Mas esses países também precisam parar de financiar o desmatamento da Amazônia
e do Cerrado, que acontece, em grande medida, porque as multinacionais não
monitoram com eficiência as suas cadeias produtivas.
Da parte
do governo brasileiro, tudo está para ser feito ou refeito, dado o estrago que
fizeram desde a posse do atual presidente da república. Não é o troco de pinga
do Fundo Amazônia que vai resolver a questão. Assim como também não será o
falacioso discurso da “soberania nacional”, que Bolsonaro desenterrou da
ideologia militar dos anos 1970. O que Bolsonaro quer é entregar a Amazônia.

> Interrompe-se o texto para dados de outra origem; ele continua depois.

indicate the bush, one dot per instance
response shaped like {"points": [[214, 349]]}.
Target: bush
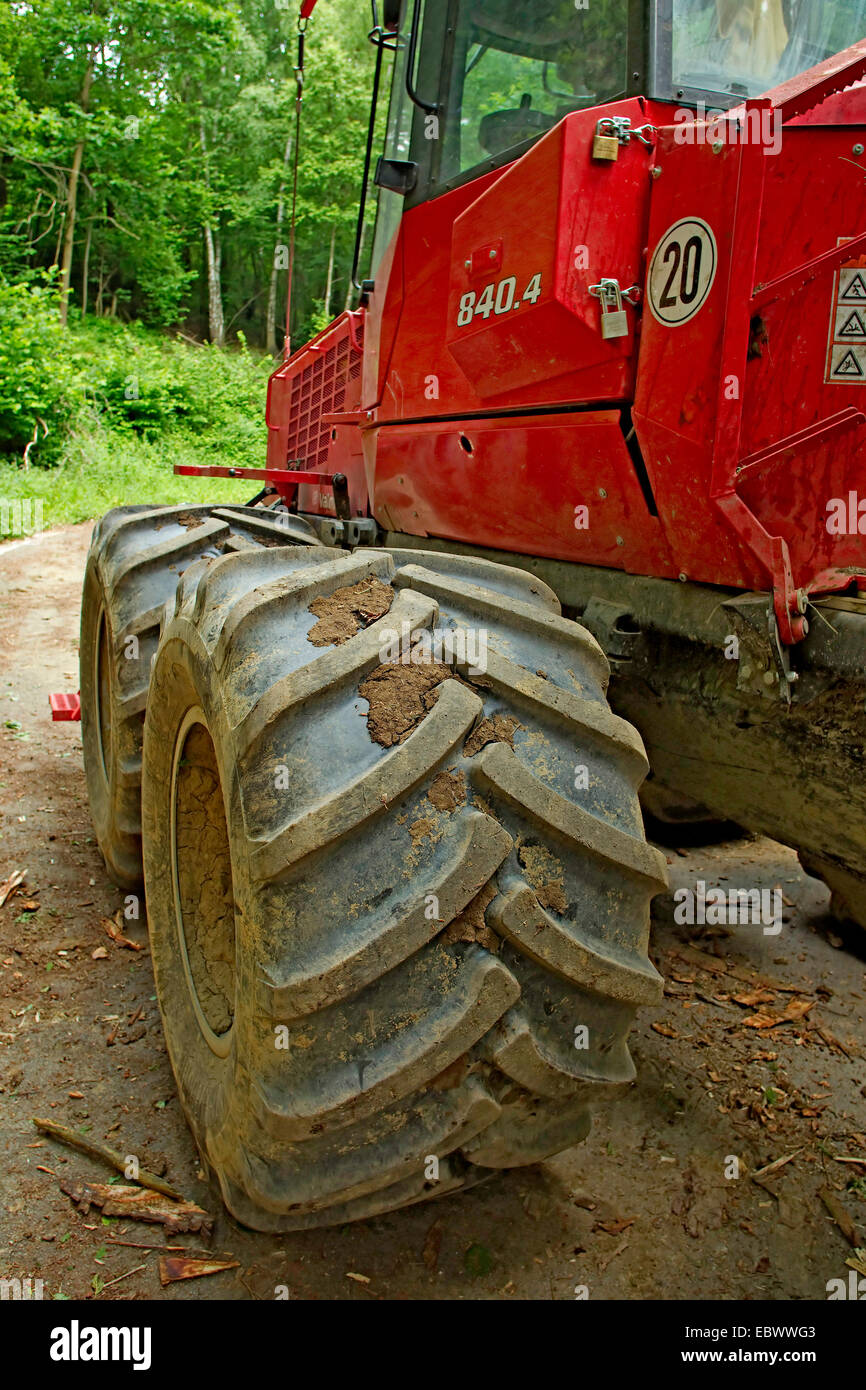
{"points": [[41, 389], [100, 377]]}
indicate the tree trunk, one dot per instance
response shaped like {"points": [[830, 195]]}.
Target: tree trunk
{"points": [[86, 270], [214, 291], [270, 330], [330, 284], [68, 241], [214, 256]]}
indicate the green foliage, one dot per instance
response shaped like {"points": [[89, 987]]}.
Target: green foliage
{"points": [[39, 384], [181, 110]]}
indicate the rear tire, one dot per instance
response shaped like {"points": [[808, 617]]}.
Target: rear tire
{"points": [[135, 562], [387, 972]]}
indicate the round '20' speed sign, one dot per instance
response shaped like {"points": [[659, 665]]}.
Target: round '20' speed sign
{"points": [[681, 271]]}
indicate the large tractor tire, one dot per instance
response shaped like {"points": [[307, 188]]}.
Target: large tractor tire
{"points": [[398, 911], [136, 558]]}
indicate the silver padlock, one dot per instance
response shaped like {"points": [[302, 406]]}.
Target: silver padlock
{"points": [[615, 320], [606, 142]]}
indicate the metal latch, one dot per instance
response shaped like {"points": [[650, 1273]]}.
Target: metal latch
{"points": [[615, 320], [613, 131]]}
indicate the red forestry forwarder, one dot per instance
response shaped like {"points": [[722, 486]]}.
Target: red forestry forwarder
{"points": [[609, 359]]}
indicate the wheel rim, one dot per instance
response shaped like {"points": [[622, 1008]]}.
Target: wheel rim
{"points": [[102, 687], [202, 881]]}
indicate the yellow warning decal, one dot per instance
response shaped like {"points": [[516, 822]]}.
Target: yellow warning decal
{"points": [[847, 346]]}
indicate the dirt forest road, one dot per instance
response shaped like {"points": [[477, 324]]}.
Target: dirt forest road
{"points": [[755, 1055]]}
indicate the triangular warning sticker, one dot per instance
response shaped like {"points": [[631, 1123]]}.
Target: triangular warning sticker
{"points": [[855, 289], [854, 327], [848, 367]]}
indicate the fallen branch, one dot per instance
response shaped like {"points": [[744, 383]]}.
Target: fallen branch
{"points": [[840, 1215], [107, 1155], [138, 1204]]}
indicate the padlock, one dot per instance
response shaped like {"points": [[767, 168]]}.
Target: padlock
{"points": [[605, 146], [615, 320]]}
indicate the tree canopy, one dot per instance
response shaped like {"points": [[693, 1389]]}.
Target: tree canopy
{"points": [[146, 159]]}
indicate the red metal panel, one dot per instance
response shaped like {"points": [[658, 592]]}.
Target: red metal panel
{"points": [[517, 484], [555, 213], [321, 380]]}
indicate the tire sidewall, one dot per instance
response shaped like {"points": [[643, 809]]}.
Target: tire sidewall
{"points": [[210, 1086], [110, 801]]}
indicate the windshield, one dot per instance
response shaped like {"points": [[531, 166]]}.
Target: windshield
{"points": [[519, 68], [744, 47]]}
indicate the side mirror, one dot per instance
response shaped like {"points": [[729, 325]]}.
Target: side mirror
{"points": [[396, 175]]}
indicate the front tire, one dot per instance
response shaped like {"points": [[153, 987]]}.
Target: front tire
{"points": [[387, 966], [135, 562]]}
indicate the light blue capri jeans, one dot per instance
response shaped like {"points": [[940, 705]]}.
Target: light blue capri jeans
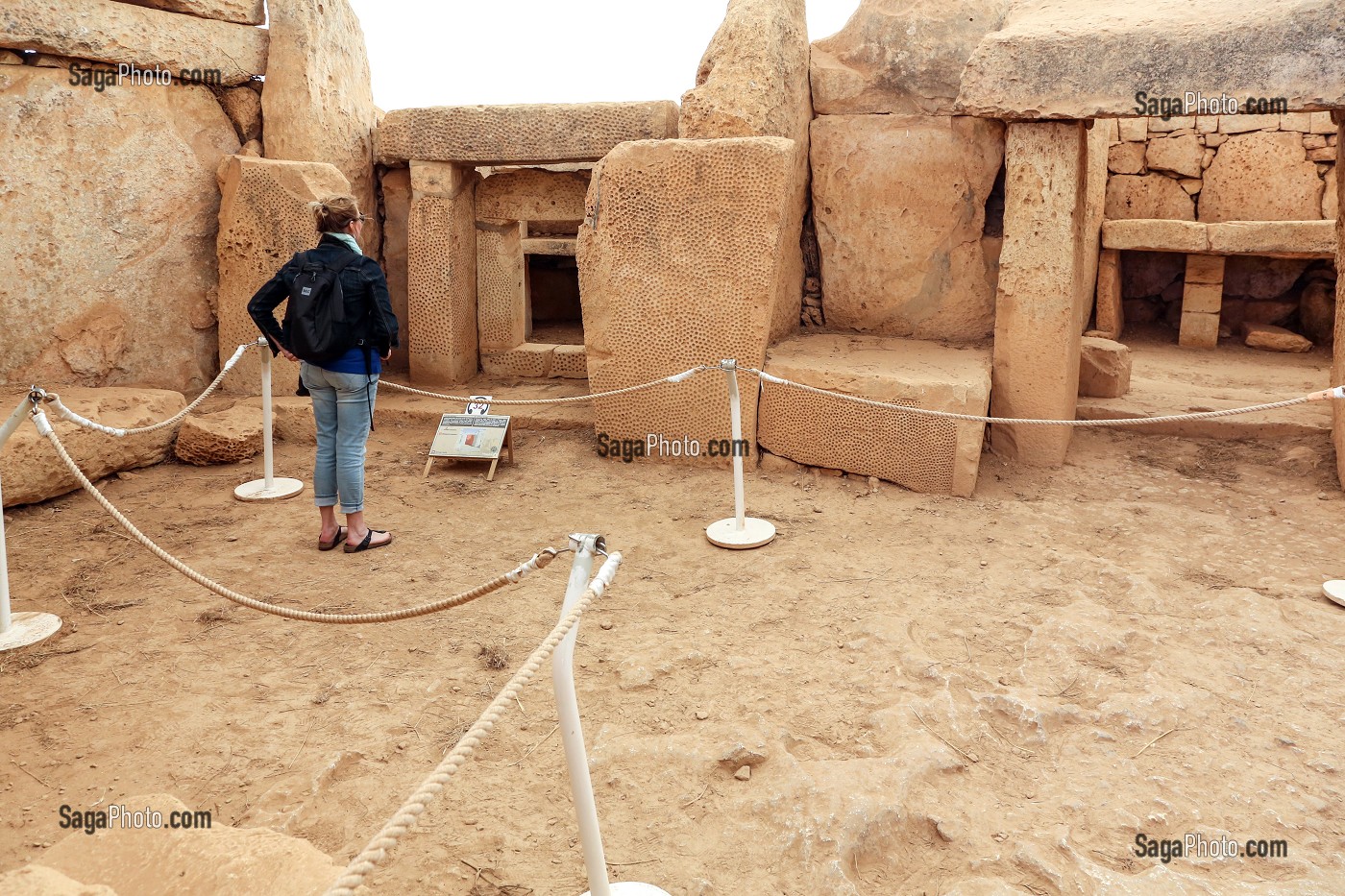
{"points": [[340, 409]]}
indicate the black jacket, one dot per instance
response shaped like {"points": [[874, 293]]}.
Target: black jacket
{"points": [[362, 284]]}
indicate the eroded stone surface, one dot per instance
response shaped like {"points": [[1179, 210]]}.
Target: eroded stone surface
{"points": [[120, 285], [221, 437], [31, 470], [318, 100], [1261, 177], [900, 57], [114, 33], [918, 452], [683, 264], [1147, 197], [887, 271], [521, 133], [1044, 62]]}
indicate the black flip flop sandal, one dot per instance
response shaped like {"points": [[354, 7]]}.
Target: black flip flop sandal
{"points": [[340, 537], [367, 544]]}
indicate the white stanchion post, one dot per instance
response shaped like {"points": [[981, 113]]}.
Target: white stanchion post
{"points": [[17, 630], [572, 735], [268, 487], [740, 530]]}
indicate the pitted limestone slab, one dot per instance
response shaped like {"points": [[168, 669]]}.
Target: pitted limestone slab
{"points": [[923, 453], [521, 133], [682, 267]]}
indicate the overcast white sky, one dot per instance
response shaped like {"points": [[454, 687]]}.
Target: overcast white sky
{"points": [[444, 53]]}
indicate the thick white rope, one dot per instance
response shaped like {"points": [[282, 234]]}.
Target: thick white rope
{"points": [[54, 400], [538, 561], [406, 817], [569, 400], [1335, 392]]}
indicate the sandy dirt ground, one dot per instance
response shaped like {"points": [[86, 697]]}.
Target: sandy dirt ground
{"points": [[942, 695]]}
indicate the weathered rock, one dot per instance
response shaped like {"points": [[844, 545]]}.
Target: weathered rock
{"points": [[120, 285], [887, 272], [1317, 311], [242, 105], [1257, 278], [900, 57], [116, 33], [39, 880], [1147, 274], [1147, 197], [917, 452], [1274, 338], [1044, 62], [753, 83], [264, 220], [1180, 155], [318, 100], [221, 437], [1126, 157], [238, 11], [397, 207], [31, 470], [1038, 303], [521, 133], [441, 284], [688, 230], [1103, 368], [753, 77], [1154, 235], [214, 860], [1261, 177]]}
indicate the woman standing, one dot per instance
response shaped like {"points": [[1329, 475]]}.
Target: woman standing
{"points": [[343, 389]]}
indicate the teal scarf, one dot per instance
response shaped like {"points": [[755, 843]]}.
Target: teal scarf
{"points": [[349, 240]]}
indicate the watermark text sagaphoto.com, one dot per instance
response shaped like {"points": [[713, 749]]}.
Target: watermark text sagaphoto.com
{"points": [[123, 818], [100, 77], [659, 446], [1193, 103], [1199, 846]]}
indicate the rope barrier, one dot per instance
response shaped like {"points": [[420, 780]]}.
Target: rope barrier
{"points": [[54, 400], [1335, 392], [406, 817], [538, 561], [568, 400]]}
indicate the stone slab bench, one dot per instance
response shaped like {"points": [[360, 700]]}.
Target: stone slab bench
{"points": [[921, 453], [1207, 247]]}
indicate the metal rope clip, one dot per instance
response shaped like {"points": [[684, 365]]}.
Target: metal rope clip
{"points": [[592, 544]]}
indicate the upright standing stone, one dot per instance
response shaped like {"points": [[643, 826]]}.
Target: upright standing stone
{"points": [[441, 274], [679, 264], [318, 103], [397, 208], [264, 220], [753, 83], [1038, 339]]}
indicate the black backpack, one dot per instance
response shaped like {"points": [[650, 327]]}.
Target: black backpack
{"points": [[315, 318]]}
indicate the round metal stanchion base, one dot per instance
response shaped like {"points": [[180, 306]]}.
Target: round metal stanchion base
{"points": [[280, 489], [1334, 590], [725, 533], [29, 628]]}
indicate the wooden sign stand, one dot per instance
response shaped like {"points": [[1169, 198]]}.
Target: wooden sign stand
{"points": [[453, 443], [490, 475]]}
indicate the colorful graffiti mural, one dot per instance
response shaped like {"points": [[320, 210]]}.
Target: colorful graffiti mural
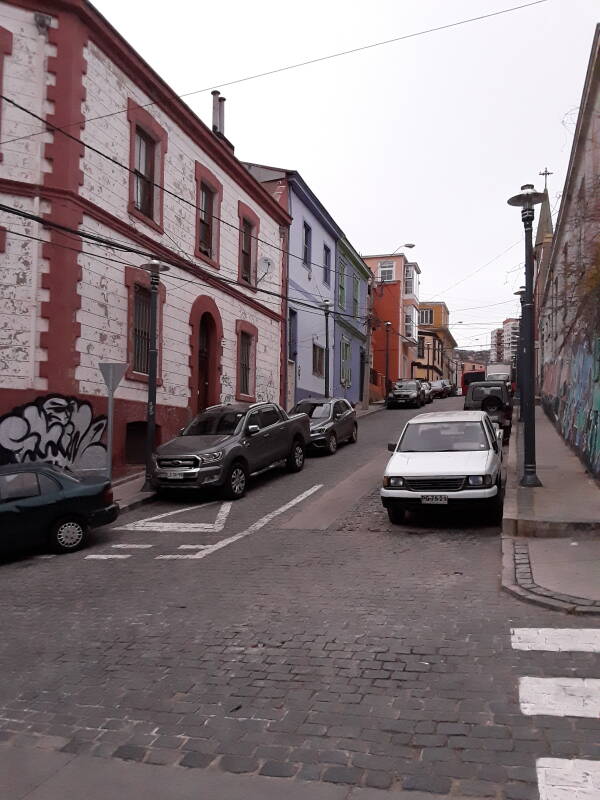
{"points": [[54, 428], [571, 397]]}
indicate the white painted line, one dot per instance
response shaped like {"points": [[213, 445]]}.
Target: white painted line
{"points": [[560, 697], [151, 524], [256, 526], [568, 779], [106, 556], [133, 546], [572, 640]]}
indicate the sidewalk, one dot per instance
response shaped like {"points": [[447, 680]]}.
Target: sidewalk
{"points": [[38, 774], [551, 534]]}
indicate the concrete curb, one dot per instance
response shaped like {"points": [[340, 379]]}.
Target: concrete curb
{"points": [[517, 579]]}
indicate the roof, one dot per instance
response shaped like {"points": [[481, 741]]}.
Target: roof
{"points": [[448, 416]]}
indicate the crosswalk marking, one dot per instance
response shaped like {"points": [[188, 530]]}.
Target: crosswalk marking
{"points": [[572, 640], [560, 697], [568, 779]]}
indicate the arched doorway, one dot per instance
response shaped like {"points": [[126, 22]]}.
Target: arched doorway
{"points": [[205, 354]]}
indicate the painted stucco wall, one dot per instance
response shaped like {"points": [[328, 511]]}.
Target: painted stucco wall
{"points": [[308, 284]]}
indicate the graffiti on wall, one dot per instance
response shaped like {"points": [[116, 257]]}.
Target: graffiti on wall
{"points": [[54, 428], [571, 396]]}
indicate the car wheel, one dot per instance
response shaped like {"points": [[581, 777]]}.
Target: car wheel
{"points": [[68, 534], [236, 482], [332, 444], [396, 515], [295, 460]]}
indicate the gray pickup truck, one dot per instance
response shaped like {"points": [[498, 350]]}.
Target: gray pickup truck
{"points": [[225, 444]]}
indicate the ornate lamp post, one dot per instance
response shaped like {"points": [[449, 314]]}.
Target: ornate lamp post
{"points": [[527, 199]]}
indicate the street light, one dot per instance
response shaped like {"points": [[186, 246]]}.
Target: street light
{"points": [[326, 306], [387, 325], [527, 199], [154, 267]]}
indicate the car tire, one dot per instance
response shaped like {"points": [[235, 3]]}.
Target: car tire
{"points": [[68, 534], [295, 459], [236, 481], [396, 515]]}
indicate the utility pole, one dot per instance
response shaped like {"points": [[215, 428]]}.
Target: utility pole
{"points": [[527, 199], [154, 268]]}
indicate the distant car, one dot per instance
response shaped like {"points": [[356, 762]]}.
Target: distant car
{"points": [[444, 459], [225, 444], [406, 393], [331, 421], [493, 397], [45, 505], [426, 386]]}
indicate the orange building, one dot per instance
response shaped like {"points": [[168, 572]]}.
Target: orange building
{"points": [[395, 300]]}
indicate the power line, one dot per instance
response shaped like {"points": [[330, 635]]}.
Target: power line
{"points": [[308, 62]]}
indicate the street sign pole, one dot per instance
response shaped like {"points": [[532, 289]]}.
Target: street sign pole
{"points": [[112, 374]]}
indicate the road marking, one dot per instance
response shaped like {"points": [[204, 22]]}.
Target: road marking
{"points": [[572, 640], [133, 546], [106, 556], [153, 523], [568, 779], [560, 697], [256, 526]]}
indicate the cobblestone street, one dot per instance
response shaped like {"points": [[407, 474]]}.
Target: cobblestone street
{"points": [[364, 654]]}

Ele é o maior inimigo da soberania nacional.
Esse
cenário de terra arrasada só mudará com processo de gestão participativa nas
regiões amazônicas e no Cerrado, com o cumprimento da legislação ambiental, a
participação das comunidades locais nos processos decisórios e sem a influência
desmedida do agronegócio e dos seus financiadores, as multinacionais sediadas na
Europa e nos Estados Unidos.
As
queimadas e o desmatamento da Amazônia e no Cerrado têm, há décadas, as
digitais de grandes corporações multinacionais com sede nos países que estão
agora chocados com o avanço da depredação.
Nesse
contexto, causa espanto o comportamento dos meios de comunicação de massa, que
seguem a lógica do século passado: proteção total ao anunciante. Não fazem a
principal pergunta: quem se beneficia com o desmatamento?
Não fazem
porque sabem quem mexe as cordinhas no mercado publicitário. Multinacionais do setor de alimentos
(anunciantes), siderúrgicas vinculadas a montadoras de veículos e equipamentos
eletroeletrônicos (anunciantes) injetam bilhões nas contas correntes dos
fazendeiros que derrubam a mata e tocam fogo no cerrado e na Amazônia.